La secrétaire générale de la CGT souhaite non seulement que le 1er mai reste un jour exceptionnel, tout en admettant l’utilité d’avoir des boulangeries ouvertes ce jour-là, mais souhaite l’ajout l’un jour férié supplémentaire, en l’honneur des femmes
1er-Mai : tensions autour du travail, Sophie Binet propose un nouveau jour férié le 8 mars
Le débat autour du travail le 1er mai continue de diviser. Les organisations syndicales restent fermes : pour elles, cette journée doit rester chômée. Face à cette opposition et à la menace de censure venant de la gauche, le Premier ministre Sébastien Lecornu a finalement décidé de repousser le projet de loi.
Mais du côté syndical, certaines voix vont plus loin.
La CGT propose un jour férié le 8 mars
La secrétaire générale de la CGT, Sophie Binet, a avancé une proposition forte : faire du 8 mars, journée internationale des droits des femmes, un nouveau jour férié.
Selon elle, la France compte en moyenne moins de jours fériés que d’autres pays européens. Elle estime donc légitime d’ajouter une journée dédiée à cette cause. L’objectif serait d’en faire un jour « férié, chômé et rémunéré », à l’image du 1er mai.

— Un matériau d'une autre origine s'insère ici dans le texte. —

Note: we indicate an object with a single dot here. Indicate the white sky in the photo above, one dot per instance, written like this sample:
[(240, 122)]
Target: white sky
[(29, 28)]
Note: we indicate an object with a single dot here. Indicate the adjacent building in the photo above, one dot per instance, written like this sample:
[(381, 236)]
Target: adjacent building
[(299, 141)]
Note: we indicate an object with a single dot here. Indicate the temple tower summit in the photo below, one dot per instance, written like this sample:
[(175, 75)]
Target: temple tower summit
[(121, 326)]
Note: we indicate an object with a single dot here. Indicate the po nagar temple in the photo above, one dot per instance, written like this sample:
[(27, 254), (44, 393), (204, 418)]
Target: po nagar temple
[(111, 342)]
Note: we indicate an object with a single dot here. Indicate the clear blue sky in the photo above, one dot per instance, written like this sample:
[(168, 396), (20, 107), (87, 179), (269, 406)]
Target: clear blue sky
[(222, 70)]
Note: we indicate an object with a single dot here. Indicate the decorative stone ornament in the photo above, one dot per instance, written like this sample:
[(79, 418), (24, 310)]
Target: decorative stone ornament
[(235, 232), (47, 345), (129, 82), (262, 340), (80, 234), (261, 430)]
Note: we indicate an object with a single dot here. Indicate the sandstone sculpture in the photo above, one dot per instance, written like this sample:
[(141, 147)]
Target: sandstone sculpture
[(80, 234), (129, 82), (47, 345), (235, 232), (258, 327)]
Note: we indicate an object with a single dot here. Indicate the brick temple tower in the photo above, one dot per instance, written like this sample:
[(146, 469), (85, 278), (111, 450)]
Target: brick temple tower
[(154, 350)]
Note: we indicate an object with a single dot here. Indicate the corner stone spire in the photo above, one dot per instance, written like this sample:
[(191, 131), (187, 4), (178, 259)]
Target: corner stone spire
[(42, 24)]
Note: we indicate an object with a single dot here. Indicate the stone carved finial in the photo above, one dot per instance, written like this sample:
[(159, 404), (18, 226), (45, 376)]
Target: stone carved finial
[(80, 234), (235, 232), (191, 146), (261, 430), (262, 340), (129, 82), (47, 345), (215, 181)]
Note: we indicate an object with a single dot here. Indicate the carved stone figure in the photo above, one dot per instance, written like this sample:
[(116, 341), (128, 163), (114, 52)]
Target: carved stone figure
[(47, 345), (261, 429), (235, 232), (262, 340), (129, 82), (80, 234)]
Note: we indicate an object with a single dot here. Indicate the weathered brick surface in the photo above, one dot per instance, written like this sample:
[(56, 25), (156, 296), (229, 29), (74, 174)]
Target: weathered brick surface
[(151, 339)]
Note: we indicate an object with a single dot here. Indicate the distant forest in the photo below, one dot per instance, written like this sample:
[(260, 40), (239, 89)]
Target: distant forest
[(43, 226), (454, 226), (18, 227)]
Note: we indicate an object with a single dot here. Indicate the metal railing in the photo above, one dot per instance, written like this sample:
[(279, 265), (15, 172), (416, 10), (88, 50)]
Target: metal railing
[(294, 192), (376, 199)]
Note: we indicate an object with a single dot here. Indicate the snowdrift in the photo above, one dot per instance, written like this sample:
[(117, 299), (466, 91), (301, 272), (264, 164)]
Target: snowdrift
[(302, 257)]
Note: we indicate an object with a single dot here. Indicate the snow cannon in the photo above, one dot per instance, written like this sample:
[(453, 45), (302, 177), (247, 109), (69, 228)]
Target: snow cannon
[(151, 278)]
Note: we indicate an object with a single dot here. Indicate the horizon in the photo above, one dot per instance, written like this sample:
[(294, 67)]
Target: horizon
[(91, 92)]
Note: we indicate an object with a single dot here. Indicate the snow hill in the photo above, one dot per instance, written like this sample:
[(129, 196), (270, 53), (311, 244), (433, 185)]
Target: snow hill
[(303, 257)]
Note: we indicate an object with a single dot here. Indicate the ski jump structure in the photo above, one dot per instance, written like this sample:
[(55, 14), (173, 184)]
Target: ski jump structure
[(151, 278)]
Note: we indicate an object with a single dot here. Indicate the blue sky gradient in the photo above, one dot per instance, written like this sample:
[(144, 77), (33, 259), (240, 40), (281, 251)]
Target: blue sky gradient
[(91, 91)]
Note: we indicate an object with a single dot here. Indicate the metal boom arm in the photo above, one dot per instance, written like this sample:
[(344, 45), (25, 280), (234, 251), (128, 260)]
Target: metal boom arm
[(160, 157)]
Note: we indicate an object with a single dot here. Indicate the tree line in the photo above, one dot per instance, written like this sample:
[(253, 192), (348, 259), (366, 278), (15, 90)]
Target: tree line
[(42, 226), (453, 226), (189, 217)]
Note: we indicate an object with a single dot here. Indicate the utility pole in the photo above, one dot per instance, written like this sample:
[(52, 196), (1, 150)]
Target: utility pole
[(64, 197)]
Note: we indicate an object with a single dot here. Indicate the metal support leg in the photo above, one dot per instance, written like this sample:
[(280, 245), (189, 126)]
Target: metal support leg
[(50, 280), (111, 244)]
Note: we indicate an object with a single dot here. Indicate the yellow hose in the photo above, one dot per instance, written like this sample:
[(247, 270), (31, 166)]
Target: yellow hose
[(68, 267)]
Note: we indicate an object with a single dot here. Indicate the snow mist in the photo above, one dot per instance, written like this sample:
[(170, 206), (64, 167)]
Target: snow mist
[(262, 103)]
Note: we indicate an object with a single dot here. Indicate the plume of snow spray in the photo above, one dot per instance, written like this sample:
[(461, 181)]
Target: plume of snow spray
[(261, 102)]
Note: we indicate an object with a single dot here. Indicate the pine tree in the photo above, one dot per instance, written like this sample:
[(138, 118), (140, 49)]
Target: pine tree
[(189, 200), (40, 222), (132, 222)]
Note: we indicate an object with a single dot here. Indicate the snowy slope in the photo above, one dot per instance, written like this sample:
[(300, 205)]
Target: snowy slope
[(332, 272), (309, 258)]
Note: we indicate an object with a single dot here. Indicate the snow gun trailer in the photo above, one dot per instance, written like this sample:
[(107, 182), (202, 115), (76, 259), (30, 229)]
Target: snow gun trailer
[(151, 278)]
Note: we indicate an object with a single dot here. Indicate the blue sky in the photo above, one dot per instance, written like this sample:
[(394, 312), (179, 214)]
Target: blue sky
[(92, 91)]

Un débat toujours vif sur le 1er mai
Malgré cette proposition, l’actualité immédiate reste centrée sur le 1er mai. Le gouvernement travaille actuellement sur une solution concernant l’ouverture des boulangeries et des fleuristes ce jour-là.
Sébastien Lecornu s’est engagé à trouver un compromis, notamment pour les artisans boulangers, sans pour autant détailler précisément les mesures envisagées.
« Le 1er-Mai doit rester exceptionnel »
Pour Sophie Binet, la position est claire. Le 1er mai doit conserver son statut particulier dans le calendrier français.
Elle insiste sur le fait que cette journée doit rester « fériée, chômée et rémunérée », sans ouverture généralisée des commerces. Une ligne rouge pour les syndicats, qui craignent une banalisation progressive de ce jour symbolique.
Une ouverture limitée envisagée
Si elle reconnaît l’intérêt d’avoir certaines boulangeries ouvertes, Sophie Binet se montre beaucoup plus réservée concernant d’autres secteurs.
Elle estime que pour autoriser le travail le 1er mai, il faut un motif d’intérêt public ou une activité essentielle à la continuité de la vie économique et sociale. Selon elle, ce critère ne s’applique pas aux fleuristes.
Un équilibre difficile à trouver
Entre revendications syndicales, pressions politiques et réalités économiques, le gouvernement doit trouver un équilibre délicat.
Le débat autour du travail le 1er mai, mais aussi autour d’un éventuel nouveau jour férié le 8 mars, illustre les tensions persistantes sur l’organisation du travail et la place des symboles sociaux en France.